The Effects of Pre-Re Bond Redemption
Pre-re bonds are high in quality and short in maturity. As a first estimate, the redeemed cash will be reinvested in the short-term, high quality sector of the municipal bond market. We find support for this view by looking at the municipal/Treasury yield ratios for short to intermediate rates ranging from credit rating AAA to A.
Exhibit 1 illustrates how the ratios of 2-year AAA and 2-year AA rates clearly broke away from the 5-year ratios in June 2018 as the first wave of pre-re bond maturities occurred with no new supply.
Looking ahead, we anticipate $80.5 billion of pre-re maturities in 2019. In the absence of other intervening factors, we believe the shorter, higher quality yields will remain slightly lower for the first half of 2019. By contrast, only $39.8 billion and $35.8 billion of pre-re bonds are scheduled to mature in the years 2020 and 2021, respectively. The numbers for subsequent years diminish quickly. We expect no material effect on the markets after 2019 ensuing from maturing pre-re bonds.
The long-term effects of the new policy will be a reduced supply of short-term bonds. There is a natural process whereby bonds shorten over time and sequentially fall into successively shorter maturity buckets. The pre-refunding process was a significant part of the shortening process, because, as mentioned earlier, the new maturity date for a pre-re bond is the first call date that applied before the pre-refunding. Without the effect of pre-refunding, bonds will only fall into the shorter maturity buckets if they are issued short or if they roll in from a longer maturity bucket. All else being the same, we anticipate comparatively fewer bonds will be in the shorter maturity buckets. Consequently, we expect a persistently steeper municipal yield curve resulting from a permanent reduction in the supply of shorter bonds. These observations suggest three scenarios relevant to positioning.
First, as the short, high quality pre-re bonds mature, their holders will seek “replacement parts,” namely, short bonds with AA or possibly single A ratings. Under this scenario, the replacement bonds should experience tightening spreads.
Second, the reduction in supply on the short end and ensuing steepening of the short to intermediate part of the curve suggests greater attractiveness of bonds with maturities of 5 to 10 years. In addition to avoiding the lower short yields, these bonds may appreciate in value as they roll down the curve into the low-yielding short sector.
Finally, many investors target an average credit quality in their portfolios but can achieve the average by buying lower quality bonds and counterbalancing them with high quality bonds to bring the average up to the target. As higher quality bonds become scarcer and more expensive, this strategy becomes less attractive. As investors unwind this strategy, we may see a tightening of intermediate quality bonds (say, single A) and the relative widening of BBB bonds.
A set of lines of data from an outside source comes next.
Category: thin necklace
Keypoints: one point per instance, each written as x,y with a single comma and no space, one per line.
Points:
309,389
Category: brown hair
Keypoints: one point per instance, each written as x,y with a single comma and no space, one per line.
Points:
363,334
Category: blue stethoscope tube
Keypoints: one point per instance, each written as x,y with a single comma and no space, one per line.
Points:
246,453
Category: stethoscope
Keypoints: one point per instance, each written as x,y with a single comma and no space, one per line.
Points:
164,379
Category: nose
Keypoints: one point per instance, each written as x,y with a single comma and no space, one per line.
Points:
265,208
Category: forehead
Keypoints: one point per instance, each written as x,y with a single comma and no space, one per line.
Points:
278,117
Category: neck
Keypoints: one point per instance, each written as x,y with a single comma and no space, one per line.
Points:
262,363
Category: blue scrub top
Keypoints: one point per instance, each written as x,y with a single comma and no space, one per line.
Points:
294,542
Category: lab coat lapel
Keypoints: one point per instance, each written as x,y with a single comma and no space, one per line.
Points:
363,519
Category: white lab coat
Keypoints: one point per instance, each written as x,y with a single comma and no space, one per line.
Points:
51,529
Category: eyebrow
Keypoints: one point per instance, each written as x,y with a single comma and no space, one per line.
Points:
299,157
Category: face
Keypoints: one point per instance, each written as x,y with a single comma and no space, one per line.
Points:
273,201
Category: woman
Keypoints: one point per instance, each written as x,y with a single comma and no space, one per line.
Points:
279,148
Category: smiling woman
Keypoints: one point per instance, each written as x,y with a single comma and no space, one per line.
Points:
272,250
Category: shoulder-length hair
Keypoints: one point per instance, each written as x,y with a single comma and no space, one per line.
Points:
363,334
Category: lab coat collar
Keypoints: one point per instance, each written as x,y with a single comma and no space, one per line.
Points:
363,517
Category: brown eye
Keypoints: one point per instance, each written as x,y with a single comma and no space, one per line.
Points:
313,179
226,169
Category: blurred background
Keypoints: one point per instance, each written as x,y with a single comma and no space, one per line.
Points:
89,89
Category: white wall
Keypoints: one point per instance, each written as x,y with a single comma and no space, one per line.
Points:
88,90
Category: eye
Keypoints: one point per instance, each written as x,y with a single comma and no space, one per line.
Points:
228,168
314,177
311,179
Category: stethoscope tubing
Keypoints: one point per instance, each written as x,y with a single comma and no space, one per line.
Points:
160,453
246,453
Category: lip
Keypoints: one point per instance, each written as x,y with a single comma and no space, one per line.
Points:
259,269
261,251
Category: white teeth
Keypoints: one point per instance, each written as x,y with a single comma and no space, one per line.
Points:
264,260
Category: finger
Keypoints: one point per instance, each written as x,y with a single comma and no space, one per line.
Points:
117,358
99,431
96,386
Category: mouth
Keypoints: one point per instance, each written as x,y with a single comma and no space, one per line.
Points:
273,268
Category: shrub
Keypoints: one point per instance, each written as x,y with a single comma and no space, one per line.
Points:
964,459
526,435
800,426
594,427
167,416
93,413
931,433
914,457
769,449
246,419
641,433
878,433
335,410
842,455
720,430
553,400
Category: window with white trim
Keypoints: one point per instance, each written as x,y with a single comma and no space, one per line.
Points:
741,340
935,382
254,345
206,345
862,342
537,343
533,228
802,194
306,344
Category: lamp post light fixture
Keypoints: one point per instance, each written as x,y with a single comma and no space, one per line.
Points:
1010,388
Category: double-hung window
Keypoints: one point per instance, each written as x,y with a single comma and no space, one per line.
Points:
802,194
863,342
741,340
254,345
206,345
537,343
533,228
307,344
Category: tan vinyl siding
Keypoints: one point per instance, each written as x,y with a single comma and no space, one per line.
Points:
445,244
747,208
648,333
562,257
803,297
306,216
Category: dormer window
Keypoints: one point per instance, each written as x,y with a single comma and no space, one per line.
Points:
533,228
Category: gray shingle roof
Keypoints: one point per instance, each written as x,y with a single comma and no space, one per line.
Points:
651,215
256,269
After this adjustment, the market may offer greater spread in BBB bonds relative to higher quality sectors.
The municipal market will carry on as the bedrock of financing for state and local capital in the US and as a reliable source of investment returns. Despite the “end of an era” feel of the disappearance of the pre-re bond, in the larger scheme of things this is just more grist for the mill of active management as the municipal bond market has long been susceptible to policy changes. As usual, thoughtful attention to policy changes can improve investor outcomes.